LeBaron, the daughter of Utah polygamist Ervil LeBaron, has been held without bond since she was extradited last year from Honduras after being a fugitive since her 1992 indictment. She had faced 14 counts, including murder, conspiracy to commit murder and racketeering conspiracy. The most serious charges she had faced carried a potential sentence of up to life in prison.
"I'm very sorry this happened," Jacqueline LeBaron, handcuffed and wearing a green prison jumpsuit, told U.S. District Judge Sim Lake before entering her plea.
Lake scheduled sentencing for Sept. 8.
Defense attorney David Adler said his client was "more of a victim" because of the difficult life she endured growing up in her father's polygamist cult and her belief she could not say no to playing a small role in the killings.

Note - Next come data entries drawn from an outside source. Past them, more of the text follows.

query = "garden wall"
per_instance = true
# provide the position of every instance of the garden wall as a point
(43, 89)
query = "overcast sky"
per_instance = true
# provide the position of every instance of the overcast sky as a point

"I am not saying she did not commit a crime," Adler said. "But we're hoping the judge takes into account that she couldn't say no. She was in fear of her safety."
Jacqueline LeBaron was among six family members charged in the killings. Authorities say she and her family were following their sect's doctrine of blood atonement, in which defectors were killed.
During the hearing, she said she is being treated for bipolar disorder and that she felt "nervous" but also "OK."
The U.S. Attorney's Office said in a news release that Jacqueline LeBaron assisted the siblings in the plot by giving them travel money. U.S. attorney spokeswoman Angela Dodge said her Houston office would not comment further on the case.
During the hearing, Jacqueline LeBaron said that while living in Mexico in May 1998, she got a call from her brother William, who ordered her to give $500 to their sister Cynthia so she could travel to Houston. The money came from proceeds the LeBarons got from stealing trucks in the U.S. and then selling them in Mexico, Adler said.
"There was a group of siblings in Texas. (Cynthia) was to join them. She was to look for some people who would be punished," she said.
The individuals who were being "punished" were Ed Marston and brothers Mark and Duane Chynoweth, three former church members who had left after having a falling out with the sect.
"They were punished over disagreement on how the church should be run," Jacqueline LeBaron said.
In June 1988 in Houston, Mark Chynoweth was fatally shot three times by one of her brothers at one location while at a second location, two other siblings shot and killed Duane Chynoweth and his 8-year-old daughter Jenny. Authorities said the girl was killed because she witnessed her father's death.
At about the same time, Marston was shot at an appliance business in the Dallas suburb of Irving. He died of his injuries about four hours later. All the victims were shot in the head.
Authorities say the victims had been ordered killed by Aaron LeBaron, the leader of the LeBaron family.
Three other LeBaron family members were convicted on charges including civil rights violations and witness tampering in 1993 and sentenced to life in prison. Another was convicted four years later of ordering the deaths and was sentenced to 45 years in prison. The youngest, who was 16 at the time of the killings, pleaded guilty in the child's death and served five years in prison.
Jacqueline LeBaron's father died in 1981 in the Utah State Prison, where he was serving a life sentence for masterminding the 1977 murder of Rulon Allred, the leader of another polygamist group. He was the leader of the Church of the Lamb of God, based on distorted early Mormon teachings and disavowed by The Church of Jesus Christ of Latter-day Saints, the Mormon church.